These past few weeks have truly been a struggle. Lost is an understatement of how dark I have been and how darkened my heart must have been. Snapping at the littlest things just because they’re not going my way. Getting angry over not getting the goodness in return. Being disappointed in others because I couldn’t see their goodness. What happened to the person I worked so hard to build? Just a few bad incidents have made me fallen. The tests the Universe gave me, I have failed; I have failed in my path of being the person I see every time I close my eyes. These past weeks, every day, I have woken to negativity and ungratefulness. The person within me has became the person I would hate if I were to meet.

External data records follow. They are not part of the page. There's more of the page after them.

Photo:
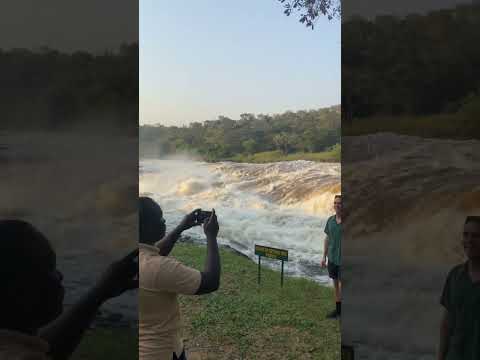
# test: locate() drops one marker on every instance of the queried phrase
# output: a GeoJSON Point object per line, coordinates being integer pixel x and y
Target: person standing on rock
{"type": "Point", "coordinates": [332, 250]}
{"type": "Point", "coordinates": [460, 324]}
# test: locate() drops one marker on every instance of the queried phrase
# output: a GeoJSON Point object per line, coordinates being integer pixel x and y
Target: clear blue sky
{"type": "Point", "coordinates": [202, 59]}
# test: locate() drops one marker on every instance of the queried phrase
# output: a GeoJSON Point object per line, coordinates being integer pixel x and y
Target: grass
{"type": "Point", "coordinates": [108, 343]}
{"type": "Point", "coordinates": [243, 320]}
{"type": "Point", "coordinates": [275, 156]}
{"type": "Point", "coordinates": [450, 126]}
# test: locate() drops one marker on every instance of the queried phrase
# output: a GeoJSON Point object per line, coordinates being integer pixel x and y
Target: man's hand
{"type": "Point", "coordinates": [211, 226]}
{"type": "Point", "coordinates": [120, 276]}
{"type": "Point", "coordinates": [189, 221]}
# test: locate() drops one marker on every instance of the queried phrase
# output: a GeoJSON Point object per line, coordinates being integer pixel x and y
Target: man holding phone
{"type": "Point", "coordinates": [162, 278]}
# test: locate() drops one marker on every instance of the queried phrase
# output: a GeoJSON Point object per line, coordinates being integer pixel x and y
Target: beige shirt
{"type": "Point", "coordinates": [18, 346]}
{"type": "Point", "coordinates": [160, 326]}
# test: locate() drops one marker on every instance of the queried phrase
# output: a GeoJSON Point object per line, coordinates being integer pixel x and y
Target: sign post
{"type": "Point", "coordinates": [271, 253]}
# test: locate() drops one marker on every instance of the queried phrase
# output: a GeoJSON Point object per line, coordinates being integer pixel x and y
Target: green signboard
{"type": "Point", "coordinates": [271, 253]}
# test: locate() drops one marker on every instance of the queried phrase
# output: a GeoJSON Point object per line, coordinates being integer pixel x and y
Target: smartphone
{"type": "Point", "coordinates": [203, 216]}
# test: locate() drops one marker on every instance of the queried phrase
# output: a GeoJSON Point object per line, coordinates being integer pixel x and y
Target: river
{"type": "Point", "coordinates": [283, 205]}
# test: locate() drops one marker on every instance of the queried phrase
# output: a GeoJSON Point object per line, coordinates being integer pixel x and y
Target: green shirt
{"type": "Point", "coordinates": [461, 298]}
{"type": "Point", "coordinates": [334, 233]}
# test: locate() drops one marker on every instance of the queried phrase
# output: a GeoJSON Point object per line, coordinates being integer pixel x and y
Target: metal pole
{"type": "Point", "coordinates": [282, 275]}
{"type": "Point", "coordinates": [259, 257]}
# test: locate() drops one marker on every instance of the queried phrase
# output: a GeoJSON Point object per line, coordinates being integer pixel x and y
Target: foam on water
{"type": "Point", "coordinates": [282, 205]}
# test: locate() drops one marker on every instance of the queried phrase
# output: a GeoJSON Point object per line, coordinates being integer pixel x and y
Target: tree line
{"type": "Point", "coordinates": [417, 64]}
{"type": "Point", "coordinates": [48, 89]}
{"type": "Point", "coordinates": [289, 132]}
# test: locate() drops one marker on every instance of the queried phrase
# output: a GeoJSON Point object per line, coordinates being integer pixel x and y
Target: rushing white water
{"type": "Point", "coordinates": [283, 205]}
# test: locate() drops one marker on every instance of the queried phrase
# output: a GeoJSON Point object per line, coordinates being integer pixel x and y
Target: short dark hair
{"type": "Point", "coordinates": [474, 219]}
{"type": "Point", "coordinates": [151, 227]}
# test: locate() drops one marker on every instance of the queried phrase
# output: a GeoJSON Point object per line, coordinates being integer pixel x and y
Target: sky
{"type": "Point", "coordinates": [203, 59]}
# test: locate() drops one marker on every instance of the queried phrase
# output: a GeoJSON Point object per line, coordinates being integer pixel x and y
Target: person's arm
{"type": "Point", "coordinates": [210, 280]}
{"type": "Point", "coordinates": [166, 245]}
{"type": "Point", "coordinates": [444, 336]}
{"type": "Point", "coordinates": [65, 333]}
{"type": "Point", "coordinates": [325, 250]}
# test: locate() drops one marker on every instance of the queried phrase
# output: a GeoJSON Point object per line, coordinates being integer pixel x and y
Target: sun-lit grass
{"type": "Point", "coordinates": [243, 320]}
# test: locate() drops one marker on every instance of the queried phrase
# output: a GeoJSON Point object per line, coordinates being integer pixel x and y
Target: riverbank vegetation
{"type": "Point", "coordinates": [299, 134]}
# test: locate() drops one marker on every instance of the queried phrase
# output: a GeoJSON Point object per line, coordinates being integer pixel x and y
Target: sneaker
{"type": "Point", "coordinates": [332, 315]}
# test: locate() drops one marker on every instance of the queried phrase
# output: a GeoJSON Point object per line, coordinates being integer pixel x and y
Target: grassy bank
{"type": "Point", "coordinates": [246, 321]}
{"type": "Point", "coordinates": [103, 343]}
{"type": "Point", "coordinates": [449, 126]}
{"type": "Point", "coordinates": [274, 156]}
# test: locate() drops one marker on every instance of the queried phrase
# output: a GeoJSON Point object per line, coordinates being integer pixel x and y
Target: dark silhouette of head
{"type": "Point", "coordinates": [151, 223]}
{"type": "Point", "coordinates": [32, 291]}
{"type": "Point", "coordinates": [337, 204]}
{"type": "Point", "coordinates": [471, 237]}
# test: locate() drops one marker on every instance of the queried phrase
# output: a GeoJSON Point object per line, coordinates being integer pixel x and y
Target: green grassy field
{"type": "Point", "coordinates": [275, 156]}
{"type": "Point", "coordinates": [103, 343]}
{"type": "Point", "coordinates": [243, 320]}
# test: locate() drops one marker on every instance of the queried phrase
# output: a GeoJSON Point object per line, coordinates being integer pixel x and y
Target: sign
{"type": "Point", "coordinates": [271, 253]}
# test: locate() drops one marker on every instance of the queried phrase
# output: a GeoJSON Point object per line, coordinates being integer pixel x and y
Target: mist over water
{"type": "Point", "coordinates": [283, 205]}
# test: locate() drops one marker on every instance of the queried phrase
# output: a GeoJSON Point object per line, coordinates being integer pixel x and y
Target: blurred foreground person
{"type": "Point", "coordinates": [162, 278]}
{"type": "Point", "coordinates": [33, 325]}
{"type": "Point", "coordinates": [332, 250]}
{"type": "Point", "coordinates": [460, 326]}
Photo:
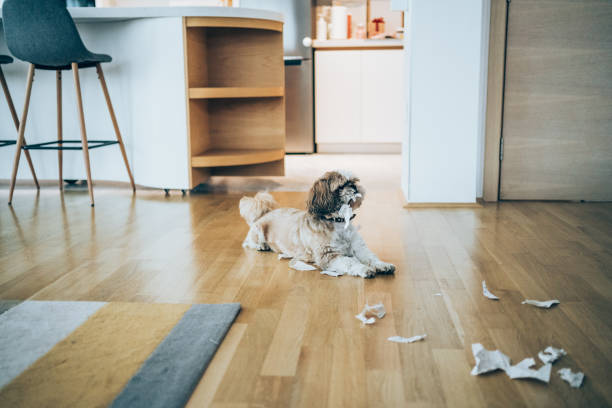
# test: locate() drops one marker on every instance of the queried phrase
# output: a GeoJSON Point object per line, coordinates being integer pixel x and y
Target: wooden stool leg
{"type": "Point", "coordinates": [115, 125]}
{"type": "Point", "coordinates": [9, 101]}
{"type": "Point", "coordinates": [77, 85]}
{"type": "Point", "coordinates": [20, 141]}
{"type": "Point", "coordinates": [58, 82]}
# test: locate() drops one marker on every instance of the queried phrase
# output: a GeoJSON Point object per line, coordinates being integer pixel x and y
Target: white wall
{"type": "Point", "coordinates": [146, 82]}
{"type": "Point", "coordinates": [446, 71]}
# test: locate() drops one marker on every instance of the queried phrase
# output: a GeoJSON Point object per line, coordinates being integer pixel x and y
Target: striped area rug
{"type": "Point", "coordinates": [95, 354]}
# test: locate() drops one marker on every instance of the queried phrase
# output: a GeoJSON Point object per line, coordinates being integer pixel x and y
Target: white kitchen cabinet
{"type": "Point", "coordinates": [359, 100]}
{"type": "Point", "coordinates": [337, 96]}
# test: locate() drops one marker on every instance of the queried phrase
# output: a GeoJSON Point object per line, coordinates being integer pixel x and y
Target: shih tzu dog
{"type": "Point", "coordinates": [322, 235]}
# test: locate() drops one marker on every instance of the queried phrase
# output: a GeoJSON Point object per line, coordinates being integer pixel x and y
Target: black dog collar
{"type": "Point", "coordinates": [338, 219]}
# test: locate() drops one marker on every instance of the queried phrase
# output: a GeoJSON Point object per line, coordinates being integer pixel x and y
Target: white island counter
{"type": "Point", "coordinates": [197, 91]}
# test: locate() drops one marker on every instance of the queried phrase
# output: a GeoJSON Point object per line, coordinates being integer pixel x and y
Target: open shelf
{"type": "Point", "coordinates": [235, 97]}
{"type": "Point", "coordinates": [231, 157]}
{"type": "Point", "coordinates": [235, 92]}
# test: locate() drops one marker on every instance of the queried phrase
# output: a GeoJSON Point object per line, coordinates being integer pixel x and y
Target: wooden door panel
{"type": "Point", "coordinates": [558, 102]}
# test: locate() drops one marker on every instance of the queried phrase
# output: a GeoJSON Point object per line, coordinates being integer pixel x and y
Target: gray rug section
{"type": "Point", "coordinates": [170, 374]}
{"type": "Point", "coordinates": [29, 330]}
{"type": "Point", "coordinates": [8, 304]}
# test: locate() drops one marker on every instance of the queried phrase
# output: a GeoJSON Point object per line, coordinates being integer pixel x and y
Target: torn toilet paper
{"type": "Point", "coordinates": [551, 354]}
{"type": "Point", "coordinates": [400, 339]}
{"type": "Point", "coordinates": [545, 304]}
{"type": "Point", "coordinates": [332, 273]}
{"type": "Point", "coordinates": [377, 310]}
{"type": "Point", "coordinates": [486, 292]}
{"type": "Point", "coordinates": [346, 212]}
{"type": "Point", "coordinates": [523, 370]}
{"type": "Point", "coordinates": [487, 361]}
{"type": "Point", "coordinates": [573, 379]}
{"type": "Point", "coordinates": [300, 266]}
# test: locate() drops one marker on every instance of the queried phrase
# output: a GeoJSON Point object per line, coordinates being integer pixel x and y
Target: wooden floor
{"type": "Point", "coordinates": [296, 341]}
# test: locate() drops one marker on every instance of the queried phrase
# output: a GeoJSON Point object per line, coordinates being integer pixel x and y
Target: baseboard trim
{"type": "Point", "coordinates": [375, 148]}
{"type": "Point", "coordinates": [443, 205]}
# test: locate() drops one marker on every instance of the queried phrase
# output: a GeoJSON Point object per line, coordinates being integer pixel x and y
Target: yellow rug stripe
{"type": "Point", "coordinates": [92, 365]}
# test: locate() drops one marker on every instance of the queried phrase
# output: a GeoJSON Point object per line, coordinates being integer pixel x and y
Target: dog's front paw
{"type": "Point", "coordinates": [257, 246]}
{"type": "Point", "coordinates": [384, 268]}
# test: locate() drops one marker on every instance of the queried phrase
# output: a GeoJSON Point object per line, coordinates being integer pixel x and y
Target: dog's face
{"type": "Point", "coordinates": [333, 190]}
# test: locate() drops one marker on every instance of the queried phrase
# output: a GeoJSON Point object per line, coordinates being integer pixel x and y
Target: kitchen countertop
{"type": "Point", "coordinates": [102, 14]}
{"type": "Point", "coordinates": [331, 44]}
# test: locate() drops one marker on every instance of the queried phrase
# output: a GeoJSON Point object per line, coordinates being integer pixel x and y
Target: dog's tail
{"type": "Point", "coordinates": [253, 208]}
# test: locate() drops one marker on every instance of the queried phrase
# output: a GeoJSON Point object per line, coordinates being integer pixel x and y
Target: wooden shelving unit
{"type": "Point", "coordinates": [235, 87]}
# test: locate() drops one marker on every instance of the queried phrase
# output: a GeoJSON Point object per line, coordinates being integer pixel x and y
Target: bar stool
{"type": "Point", "coordinates": [42, 33]}
{"type": "Point", "coordinates": [5, 59]}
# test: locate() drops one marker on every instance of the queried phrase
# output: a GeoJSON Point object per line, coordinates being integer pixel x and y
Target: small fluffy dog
{"type": "Point", "coordinates": [320, 234]}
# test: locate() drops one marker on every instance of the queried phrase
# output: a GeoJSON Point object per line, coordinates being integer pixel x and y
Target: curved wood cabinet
{"type": "Point", "coordinates": [236, 114]}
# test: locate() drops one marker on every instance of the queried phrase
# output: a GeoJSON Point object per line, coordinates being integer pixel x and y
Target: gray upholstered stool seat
{"type": "Point", "coordinates": [5, 59]}
{"type": "Point", "coordinates": [43, 33]}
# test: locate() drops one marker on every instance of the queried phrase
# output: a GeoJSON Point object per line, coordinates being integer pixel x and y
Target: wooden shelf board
{"type": "Point", "coordinates": [231, 157]}
{"type": "Point", "coordinates": [234, 23]}
{"type": "Point", "coordinates": [235, 92]}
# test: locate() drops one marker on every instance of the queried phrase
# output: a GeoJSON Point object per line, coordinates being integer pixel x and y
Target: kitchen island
{"type": "Point", "coordinates": [198, 91]}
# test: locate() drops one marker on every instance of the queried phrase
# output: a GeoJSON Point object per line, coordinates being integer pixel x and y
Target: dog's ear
{"type": "Point", "coordinates": [321, 198]}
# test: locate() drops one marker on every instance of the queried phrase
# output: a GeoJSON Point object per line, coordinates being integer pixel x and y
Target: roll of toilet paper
{"type": "Point", "coordinates": [338, 29]}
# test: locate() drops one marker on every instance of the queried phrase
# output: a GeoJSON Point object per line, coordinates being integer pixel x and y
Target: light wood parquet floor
{"type": "Point", "coordinates": [296, 341]}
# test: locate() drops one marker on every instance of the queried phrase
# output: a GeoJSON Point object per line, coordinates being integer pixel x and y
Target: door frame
{"type": "Point", "coordinates": [498, 31]}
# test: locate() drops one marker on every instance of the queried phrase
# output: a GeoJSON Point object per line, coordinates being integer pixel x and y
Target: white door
{"type": "Point", "coordinates": [382, 79]}
{"type": "Point", "coordinates": [338, 96]}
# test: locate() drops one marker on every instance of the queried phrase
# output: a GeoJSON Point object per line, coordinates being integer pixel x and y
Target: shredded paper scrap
{"type": "Point", "coordinates": [573, 379]}
{"type": "Point", "coordinates": [486, 292]}
{"type": "Point", "coordinates": [346, 212]}
{"type": "Point", "coordinates": [332, 273]}
{"type": "Point", "coordinates": [300, 266]}
{"type": "Point", "coordinates": [377, 310]}
{"type": "Point", "coordinates": [400, 339]}
{"type": "Point", "coordinates": [551, 354]}
{"type": "Point", "coordinates": [487, 361]}
{"type": "Point", "coordinates": [545, 304]}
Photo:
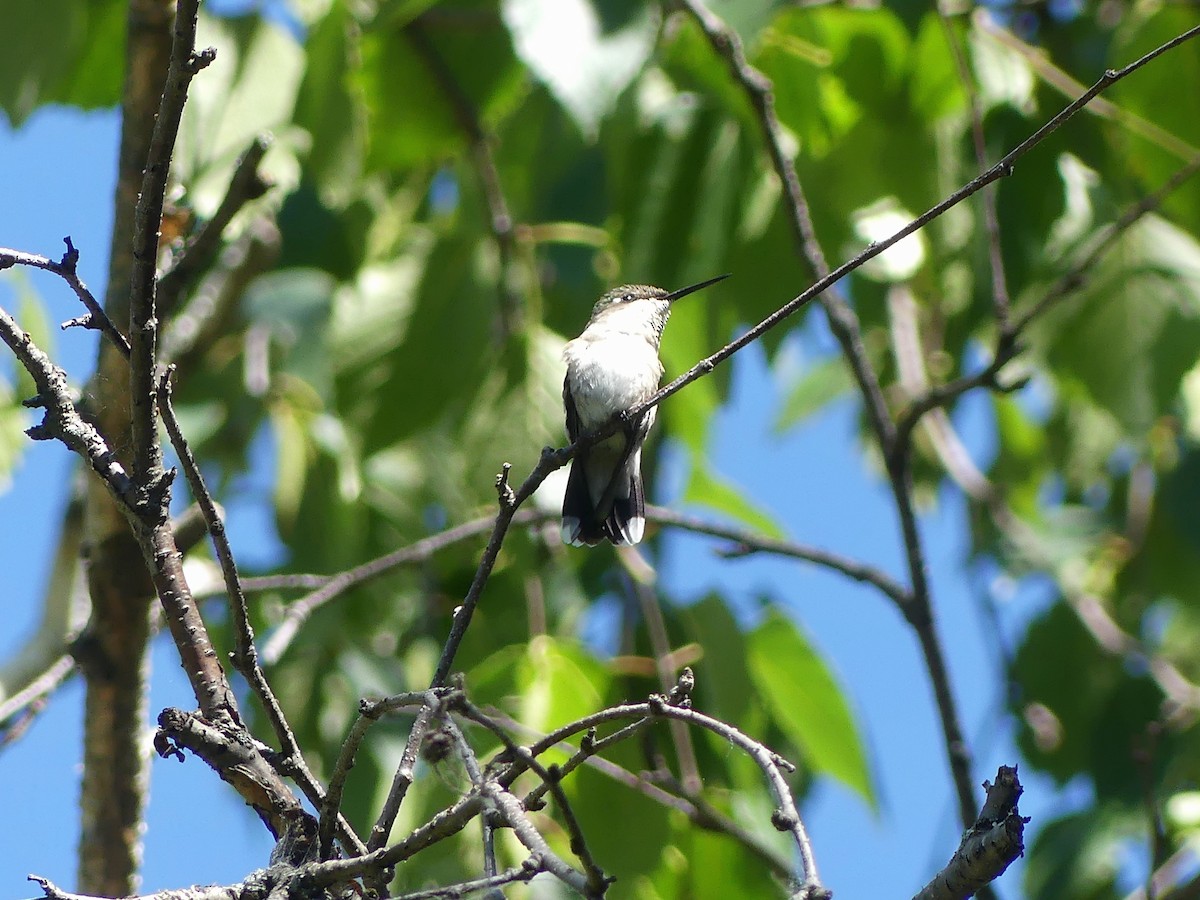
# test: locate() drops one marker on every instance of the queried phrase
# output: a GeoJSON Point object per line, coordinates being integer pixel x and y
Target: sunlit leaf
{"type": "Point", "coordinates": [708, 489]}
{"type": "Point", "coordinates": [808, 703]}
{"type": "Point", "coordinates": [586, 53]}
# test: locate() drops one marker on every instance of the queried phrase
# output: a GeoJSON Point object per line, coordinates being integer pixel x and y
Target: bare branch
{"type": "Point", "coordinates": [66, 269]}
{"type": "Point", "coordinates": [747, 541]}
{"type": "Point", "coordinates": [245, 657]}
{"type": "Point", "coordinates": [369, 714]}
{"type": "Point", "coordinates": [1000, 298]}
{"type": "Point", "coordinates": [513, 814]}
{"type": "Point", "coordinates": [641, 577]}
{"type": "Point", "coordinates": [526, 871]}
{"type": "Point", "coordinates": [597, 881]}
{"type": "Point", "coordinates": [989, 846]}
{"type": "Point", "coordinates": [63, 420]}
{"type": "Point", "coordinates": [184, 64]}
{"type": "Point", "coordinates": [329, 587]}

It feels awful, to be negative, discouraged and unmotivated all the time. Things have been so hard; but then I realized they have been hard because I’m not mentally prepared to be challenged. I didn’t realize how dark I have turned into; not wanting to spend time with loved ones, running away from problems, facing challenges with not an ounce of belief and faith. I have forgotten every thing I have learned. Being selfless means giving, giving all of you and not expecting any in return. Since when did I become so selfish and self indulged that I almost lost myself? The negative influences around me have made it extremely hard to see the bigger picture, but my prayers were heard. I’m still believed in and the Universe hasn’t given up on me. I was put here for a reason and I almost forgot what the reason was.
Writing has always been the route of peace for me; and when I stopped doing what I love, it took a huge toll on everything else. Writing has always reminded me of my purpose and motivation. The journey back to base, writing is an essential tool I need.
I’m extremely ashamed for the person I have been lately and the outlook I have been having on life, always wanting to give up before the rainbow got a chance to shine. I haven’t been embracing the rain and storm. I’m extremely grateful, even with all the challenges life has been throwing at me. I just need to return to base and remind myself who I am. Giving, giving, giving. Paying it forward. Sailing away from the safe harbor. Being courageous in all that I do. Love selflessly. Forgive eternally. Anger is truly the ugliest, right behind selflessness. Being angry because I’m not getting what I want, in the way that I want it. All of that needs to stop.
Whatever it takes, the path is being redirected.
"Even when people question your motive and misunderstand you for having a dark motive, be selfless anyways. Even when the world might forget your good deed the day after, do good anyways. Even when they did you wrong and don’t deserve it, forgive anyways. Even when you probably won’t get any good in return, give endlessly anyways."
"Darkness cannot drive out darkness, only light can do that. Hate cannot drive out hate, only love can do that."
"If you spend all your time judging someone, where is the time to love them?"
"An eye for an eye, will make the whole world blind."